The Cowboys' goal of keeping Prescott and Cooper was made somewhat more difficult with the passing over the weekend of the new collective bargaining agreement, which allows them to use just one tag, rather than two.
To keep both players, the Cowboys made Cooper the second-highest-paid receiver in the NFL in annual average, after Atlanta's Julio Jones, who makes $22 million per season. A source told ESPN's Josina Anderson that Cooper's deal includes $60 million guaranteed.
The Washington Redskins pursued Cooper earlier Monday and tried to pry him away before Dallas re-signed him, according to Schefter.
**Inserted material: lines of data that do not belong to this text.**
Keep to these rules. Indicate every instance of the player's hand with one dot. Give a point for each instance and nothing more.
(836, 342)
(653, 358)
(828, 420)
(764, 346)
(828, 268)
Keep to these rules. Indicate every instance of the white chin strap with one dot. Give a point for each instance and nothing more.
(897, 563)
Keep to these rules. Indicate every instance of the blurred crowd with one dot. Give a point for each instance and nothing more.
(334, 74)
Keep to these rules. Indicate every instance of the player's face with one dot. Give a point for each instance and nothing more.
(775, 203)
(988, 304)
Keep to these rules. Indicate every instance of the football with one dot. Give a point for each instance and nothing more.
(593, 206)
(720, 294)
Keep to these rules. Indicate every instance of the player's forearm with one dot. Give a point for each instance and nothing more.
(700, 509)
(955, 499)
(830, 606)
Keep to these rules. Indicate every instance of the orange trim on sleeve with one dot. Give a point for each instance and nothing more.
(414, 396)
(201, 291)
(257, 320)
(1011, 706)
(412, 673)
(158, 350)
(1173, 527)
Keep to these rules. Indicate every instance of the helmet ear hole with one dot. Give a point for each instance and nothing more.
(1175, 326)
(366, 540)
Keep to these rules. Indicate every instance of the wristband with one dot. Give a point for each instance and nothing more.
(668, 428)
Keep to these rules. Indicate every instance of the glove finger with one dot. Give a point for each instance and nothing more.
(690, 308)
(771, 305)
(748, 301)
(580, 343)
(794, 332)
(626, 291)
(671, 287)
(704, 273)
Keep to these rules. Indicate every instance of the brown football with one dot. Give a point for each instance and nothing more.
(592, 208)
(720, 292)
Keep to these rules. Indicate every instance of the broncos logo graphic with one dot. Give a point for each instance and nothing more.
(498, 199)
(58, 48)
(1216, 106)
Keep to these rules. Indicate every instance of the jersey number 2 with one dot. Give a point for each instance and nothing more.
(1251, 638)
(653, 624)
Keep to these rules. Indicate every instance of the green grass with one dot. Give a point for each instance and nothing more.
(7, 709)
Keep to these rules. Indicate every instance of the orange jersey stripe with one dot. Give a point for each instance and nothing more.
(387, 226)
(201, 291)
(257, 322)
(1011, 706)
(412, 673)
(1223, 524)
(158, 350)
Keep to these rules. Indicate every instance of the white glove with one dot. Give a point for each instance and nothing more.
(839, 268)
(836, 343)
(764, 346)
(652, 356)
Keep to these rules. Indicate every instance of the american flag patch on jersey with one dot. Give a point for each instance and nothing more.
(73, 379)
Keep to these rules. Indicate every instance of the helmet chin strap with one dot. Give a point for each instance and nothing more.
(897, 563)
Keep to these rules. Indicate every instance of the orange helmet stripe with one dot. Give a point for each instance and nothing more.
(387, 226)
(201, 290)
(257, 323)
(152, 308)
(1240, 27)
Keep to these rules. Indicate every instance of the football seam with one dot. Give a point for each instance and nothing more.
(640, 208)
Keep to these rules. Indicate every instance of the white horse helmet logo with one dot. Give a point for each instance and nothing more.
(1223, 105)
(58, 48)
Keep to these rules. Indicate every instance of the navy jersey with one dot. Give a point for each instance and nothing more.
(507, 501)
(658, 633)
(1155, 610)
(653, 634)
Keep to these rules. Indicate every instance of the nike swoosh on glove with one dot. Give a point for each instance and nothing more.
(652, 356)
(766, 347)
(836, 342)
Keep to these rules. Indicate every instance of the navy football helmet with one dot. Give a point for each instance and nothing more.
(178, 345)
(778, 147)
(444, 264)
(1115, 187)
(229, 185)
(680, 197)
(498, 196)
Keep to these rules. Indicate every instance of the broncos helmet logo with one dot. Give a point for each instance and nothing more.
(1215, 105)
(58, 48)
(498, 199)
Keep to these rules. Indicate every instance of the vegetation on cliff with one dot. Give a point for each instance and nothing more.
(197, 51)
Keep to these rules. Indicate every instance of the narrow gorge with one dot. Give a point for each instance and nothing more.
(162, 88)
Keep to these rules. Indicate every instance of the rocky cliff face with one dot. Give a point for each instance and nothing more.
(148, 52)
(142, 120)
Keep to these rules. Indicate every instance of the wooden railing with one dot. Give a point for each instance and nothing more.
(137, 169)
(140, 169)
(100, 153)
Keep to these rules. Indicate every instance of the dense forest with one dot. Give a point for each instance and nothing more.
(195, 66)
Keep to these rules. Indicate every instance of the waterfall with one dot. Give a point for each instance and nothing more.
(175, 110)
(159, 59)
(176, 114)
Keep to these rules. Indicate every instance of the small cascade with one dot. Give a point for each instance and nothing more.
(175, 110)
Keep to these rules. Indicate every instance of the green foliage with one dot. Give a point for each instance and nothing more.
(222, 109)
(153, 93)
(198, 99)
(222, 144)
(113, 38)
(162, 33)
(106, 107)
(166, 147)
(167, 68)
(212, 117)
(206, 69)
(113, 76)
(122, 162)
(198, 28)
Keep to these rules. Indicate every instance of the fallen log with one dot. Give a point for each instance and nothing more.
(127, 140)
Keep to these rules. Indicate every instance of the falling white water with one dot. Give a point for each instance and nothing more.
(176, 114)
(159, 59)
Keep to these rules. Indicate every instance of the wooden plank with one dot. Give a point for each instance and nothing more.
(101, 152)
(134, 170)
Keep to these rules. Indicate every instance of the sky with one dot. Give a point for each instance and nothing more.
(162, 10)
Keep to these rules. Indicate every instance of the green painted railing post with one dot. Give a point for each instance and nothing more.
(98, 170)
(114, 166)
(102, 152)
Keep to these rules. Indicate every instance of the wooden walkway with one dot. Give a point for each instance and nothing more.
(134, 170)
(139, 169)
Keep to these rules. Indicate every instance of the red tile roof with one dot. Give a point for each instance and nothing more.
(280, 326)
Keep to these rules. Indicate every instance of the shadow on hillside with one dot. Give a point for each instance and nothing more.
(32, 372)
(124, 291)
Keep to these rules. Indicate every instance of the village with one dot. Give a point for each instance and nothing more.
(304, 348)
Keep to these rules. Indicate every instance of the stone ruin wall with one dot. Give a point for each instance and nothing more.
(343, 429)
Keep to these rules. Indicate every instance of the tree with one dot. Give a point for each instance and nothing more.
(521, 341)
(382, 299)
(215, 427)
A Redskins source directly involved in the negotiations told ESPN's Ed Werder that Cooper turned down an offer from them that would have "put him right there with Julio [Jones]."
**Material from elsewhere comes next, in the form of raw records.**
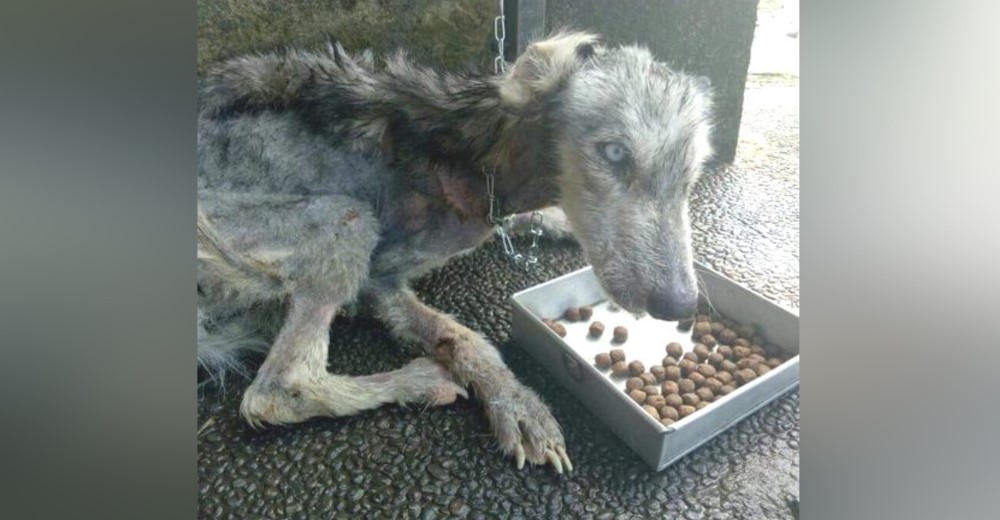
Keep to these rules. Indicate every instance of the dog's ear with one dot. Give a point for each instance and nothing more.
(545, 64)
(703, 83)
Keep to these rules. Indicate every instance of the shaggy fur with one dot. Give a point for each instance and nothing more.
(325, 180)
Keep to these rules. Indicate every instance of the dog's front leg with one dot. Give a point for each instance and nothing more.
(294, 385)
(522, 424)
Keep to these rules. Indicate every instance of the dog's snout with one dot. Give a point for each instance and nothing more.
(667, 305)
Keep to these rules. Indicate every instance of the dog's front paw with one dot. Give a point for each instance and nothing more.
(525, 428)
(423, 380)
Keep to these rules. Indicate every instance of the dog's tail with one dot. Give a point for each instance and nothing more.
(219, 349)
(219, 345)
(238, 270)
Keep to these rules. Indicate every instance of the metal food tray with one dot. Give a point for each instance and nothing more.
(571, 359)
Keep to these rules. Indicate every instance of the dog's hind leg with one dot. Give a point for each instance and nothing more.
(522, 424)
(317, 249)
(294, 385)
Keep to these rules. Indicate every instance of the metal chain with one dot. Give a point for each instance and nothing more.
(502, 225)
(500, 34)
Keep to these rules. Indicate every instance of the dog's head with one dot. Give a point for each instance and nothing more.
(632, 136)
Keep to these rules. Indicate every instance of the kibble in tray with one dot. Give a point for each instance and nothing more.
(663, 387)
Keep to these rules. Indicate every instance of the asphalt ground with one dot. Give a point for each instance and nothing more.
(442, 462)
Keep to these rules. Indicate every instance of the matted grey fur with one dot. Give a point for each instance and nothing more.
(325, 179)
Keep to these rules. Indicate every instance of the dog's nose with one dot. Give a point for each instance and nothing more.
(664, 306)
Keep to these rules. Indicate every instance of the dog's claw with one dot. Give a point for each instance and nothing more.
(552, 458)
(565, 458)
(519, 456)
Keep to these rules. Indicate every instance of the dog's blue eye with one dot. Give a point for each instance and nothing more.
(615, 153)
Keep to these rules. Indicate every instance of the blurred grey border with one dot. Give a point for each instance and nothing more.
(898, 276)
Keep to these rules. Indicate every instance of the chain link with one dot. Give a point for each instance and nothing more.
(502, 225)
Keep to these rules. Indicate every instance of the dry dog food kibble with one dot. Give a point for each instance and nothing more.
(706, 370)
(701, 328)
(744, 376)
(747, 331)
(673, 400)
(596, 329)
(727, 336)
(656, 401)
(620, 334)
(556, 327)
Last summer, the Cowboys made Ezekiel Elliott the highest-paid running back, and in order to get Prescott to sign a long-term deal, they might have to make him the highest-paid quarterback in the game, surpassing the $35 million per season of Seattle's Russell Wilson.
A team source told ESPN's Chris Mortensen that the Cowboys' offer to Prescott is worth more than the deals for Jared Goff ($33.5 million per year) and Carson Wentz ($32 million), but Prescott is seeking a four-year deal, and the Cowboys are asking for a five-year deal.
Under franchise tag rules, the Cowboys have until July 15 to sign Prescott to a multiyear contract, or he will have to play the season under the tag. By placing the exclusive tag, which is expected to be worth $30 million to $33 million, on Prescott, the Cowboys have prevented other teams from signing him.
This is the fourth time since 2014 that the Cowboys have used the franchise designation, and it's the first time they have used it on a quarterback.
In 2015, the Cowboys used the tag on wide receiver Dez Bryant, but they were able to sign him to a five-year, $70 million deal before the July 15 deadline. They placed the tag on defensive end DeMarcus Lawrence in 2018 and 2019 before signing the Pro Bowler to a five-year, $105 million deal in April 2019.
Last offseason, Dallas hoped to sign Prescott to an extension that would have guaranteed him nine figures, but the quarterback bet on himself, choosing to play for $2 million in 2019. He responded with career highs in yards (4,902) and touchdown passes (30).
Cooper made $13.9 million last season on the fifth-year option of his rookie deal, but the two sides didn't really engage in contract discussions until recently.
After his arrival from the Raiders in a trade for a first-round pick in the middle of the 2018 season, Cooper helped transform the passing game for the Cowboys. In 2019, he caught 79 passes for 1,189 yards and a career-high eight touchdowns. He was named to the Pro Bowl for the fourth time in his career.
Cooper, who turns 26 on June 17, was on pace for one of the best seasons by a receiver in team history through the first nine games of 2019, including a 226-yard effort against Green Bay, but then his numbers trailed off significantly.
Cooper caught just 26 passes for 341 yards and a touchdown in the final seven games, and in Week 12 against the New England Patriots, he was held without a catch for the first time since he joined Dallas.
In 2018, the Cowboys won seven of their nine games following the Cooper trade to win the NFC East and make the playoffs. He caught 53 passes for 725 yards and six touchdowns with the Cowboys, including a 217-yard effort against the Philadelphia Eagles.
The Prescott-to-Cooper connection has been one of the best in the NFL since they became a tandem. On multiple occasions, both players said they wanted to sign long-term with the Cowboys.